Sometimes I spent months reading papers, articles, blogs and studying code in GitHub repositories. And in the end I deleted most of the code in sheer frustration, because I didn't see any progress. Future articles will be much shorter and focus on smaller problems.
Instead of directly starting with data mining models and timeseries analysis I want to show how to visualize data first. Because for me working with data always starts with getting a feel for it.
I love making spatial data more accessible by creating choropleth maps:
A choropleth map (from Greek χῶρος "area/region" and πλῆθος "multitude") is a thematic map in which areas are shaded or patterned in proportion to the measurement of the statistical variable being displayed on the map, such as population density or per-capita income.
So this article will show you how to create choropleth maps using R, open data Shapefiles and TimescaleDB.
I want to show you how to create visualizations of the air temperature in Germany in 2017.
As usual all code to reproduce the article can be found in my GitHub repository at:
The Dataset
The DWD Open Data portal of the Deutscher Wetterdienst (DWD) gives access to the historical weather data in Germany. I decided to use all available historical air temperature data for Germany given in a 10 minute resolution (FTP Link).
What is a shapefile?
A shapefile is a format, which contains the map data with location, shape and attributes of geographic features.

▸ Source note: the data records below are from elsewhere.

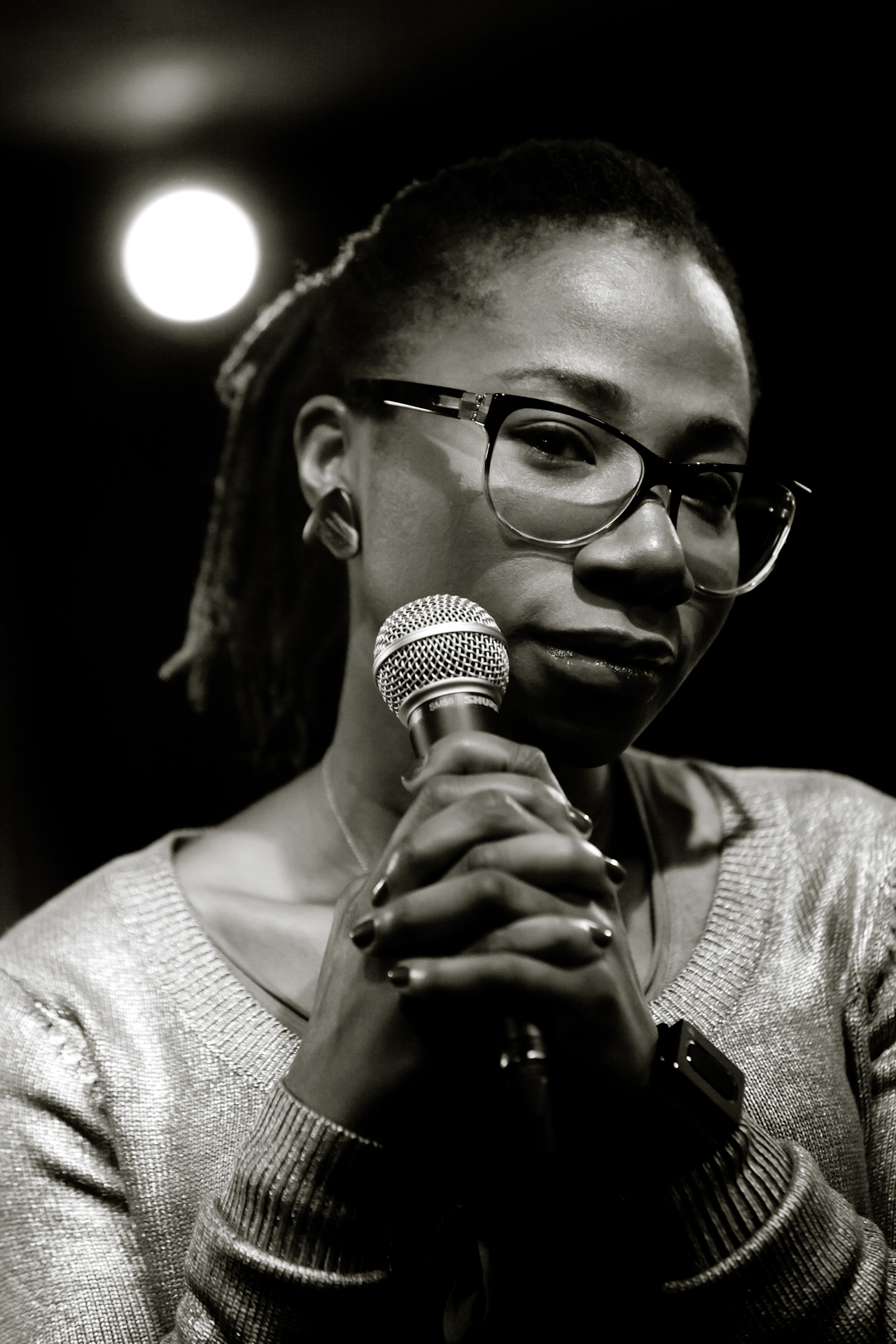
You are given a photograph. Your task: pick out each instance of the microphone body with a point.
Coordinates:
(441, 664)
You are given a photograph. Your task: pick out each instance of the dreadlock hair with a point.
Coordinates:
(269, 619)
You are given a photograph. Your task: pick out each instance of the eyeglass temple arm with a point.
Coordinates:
(435, 401)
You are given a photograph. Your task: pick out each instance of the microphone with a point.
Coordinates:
(441, 664)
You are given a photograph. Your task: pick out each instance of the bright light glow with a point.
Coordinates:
(190, 254)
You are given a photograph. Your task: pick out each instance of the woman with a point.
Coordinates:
(178, 1168)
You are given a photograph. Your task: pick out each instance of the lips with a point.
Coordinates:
(633, 654)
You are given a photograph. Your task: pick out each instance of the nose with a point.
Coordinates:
(640, 561)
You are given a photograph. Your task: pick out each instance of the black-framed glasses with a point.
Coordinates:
(561, 477)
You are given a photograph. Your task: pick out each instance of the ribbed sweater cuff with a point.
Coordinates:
(727, 1199)
(309, 1193)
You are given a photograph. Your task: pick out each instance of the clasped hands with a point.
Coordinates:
(488, 901)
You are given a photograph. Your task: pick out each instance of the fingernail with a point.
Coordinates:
(379, 895)
(580, 820)
(365, 932)
(615, 873)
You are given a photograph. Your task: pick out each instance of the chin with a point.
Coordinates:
(580, 730)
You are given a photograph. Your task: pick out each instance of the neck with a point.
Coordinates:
(371, 752)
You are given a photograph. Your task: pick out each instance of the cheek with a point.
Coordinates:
(426, 528)
(701, 620)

The ArcGis documentation writes on the shapefile format:
A shapefile is an Esri vector data storage format for storing the location, shape, and attributes of geographic features. It is stored as a set of related files and contains one feature class. Shapefiles often contain large features with a lot of associated data and historically have been used in GIS desktop applications such as ArcMap. (Source)
The Esri Open Data Portal provides access to Open Data shapefiles, that can be used, re-used and redistributed freely.

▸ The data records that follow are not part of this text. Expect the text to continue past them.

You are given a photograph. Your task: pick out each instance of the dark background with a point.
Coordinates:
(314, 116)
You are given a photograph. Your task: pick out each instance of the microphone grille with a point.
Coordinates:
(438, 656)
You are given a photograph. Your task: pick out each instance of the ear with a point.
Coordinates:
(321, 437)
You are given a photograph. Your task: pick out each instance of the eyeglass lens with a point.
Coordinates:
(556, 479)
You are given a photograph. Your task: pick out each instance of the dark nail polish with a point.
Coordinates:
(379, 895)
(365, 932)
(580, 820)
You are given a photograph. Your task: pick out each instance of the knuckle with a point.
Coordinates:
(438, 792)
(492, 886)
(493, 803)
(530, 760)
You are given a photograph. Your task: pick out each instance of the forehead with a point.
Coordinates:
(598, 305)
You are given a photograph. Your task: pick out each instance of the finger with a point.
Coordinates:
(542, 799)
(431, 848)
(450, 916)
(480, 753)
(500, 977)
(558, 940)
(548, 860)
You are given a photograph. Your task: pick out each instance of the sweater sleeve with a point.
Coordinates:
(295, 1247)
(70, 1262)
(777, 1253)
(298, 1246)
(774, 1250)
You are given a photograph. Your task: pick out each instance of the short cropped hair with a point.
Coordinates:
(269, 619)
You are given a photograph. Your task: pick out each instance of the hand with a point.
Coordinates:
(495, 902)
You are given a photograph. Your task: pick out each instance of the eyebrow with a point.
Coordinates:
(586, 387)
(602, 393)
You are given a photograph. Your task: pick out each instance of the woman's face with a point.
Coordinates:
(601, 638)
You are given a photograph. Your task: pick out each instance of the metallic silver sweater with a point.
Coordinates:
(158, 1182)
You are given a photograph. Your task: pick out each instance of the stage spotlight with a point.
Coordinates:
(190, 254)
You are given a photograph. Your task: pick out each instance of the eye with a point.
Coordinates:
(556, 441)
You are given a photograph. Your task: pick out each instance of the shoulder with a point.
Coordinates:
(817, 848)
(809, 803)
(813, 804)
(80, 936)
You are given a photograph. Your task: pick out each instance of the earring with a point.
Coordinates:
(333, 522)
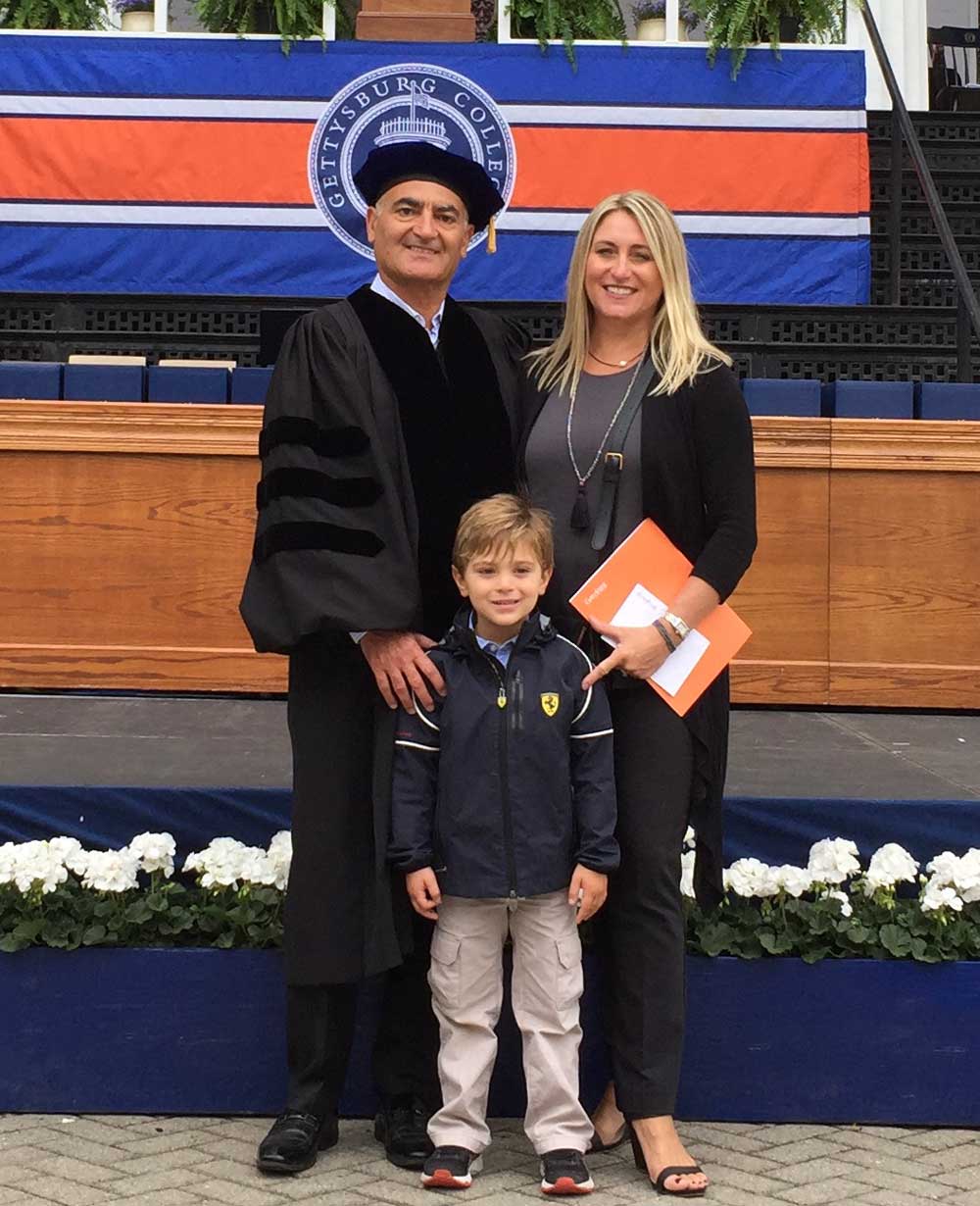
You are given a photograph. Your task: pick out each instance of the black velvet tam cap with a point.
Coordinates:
(387, 167)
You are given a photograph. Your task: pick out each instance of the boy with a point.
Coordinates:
(503, 819)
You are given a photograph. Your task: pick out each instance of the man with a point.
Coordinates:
(388, 415)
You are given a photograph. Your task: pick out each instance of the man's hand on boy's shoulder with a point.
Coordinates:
(424, 894)
(400, 666)
(587, 890)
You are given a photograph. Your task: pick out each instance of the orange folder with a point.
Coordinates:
(644, 570)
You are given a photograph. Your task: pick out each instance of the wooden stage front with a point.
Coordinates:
(125, 532)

For this post I am going to use the Zensus 2011 shapefile, which contains the federal states of Germany.
Generating Maps with R
Displaying the Shapefile
Once you have downloaded the shapefile, it can be rendered with R. I am going to use ggplot2 and the sf library in this example:
# Copyright (c) Philipp Wagner. All rights reserved.
# Licensed under the MIT license. See LICENSE file in the project root for full license information.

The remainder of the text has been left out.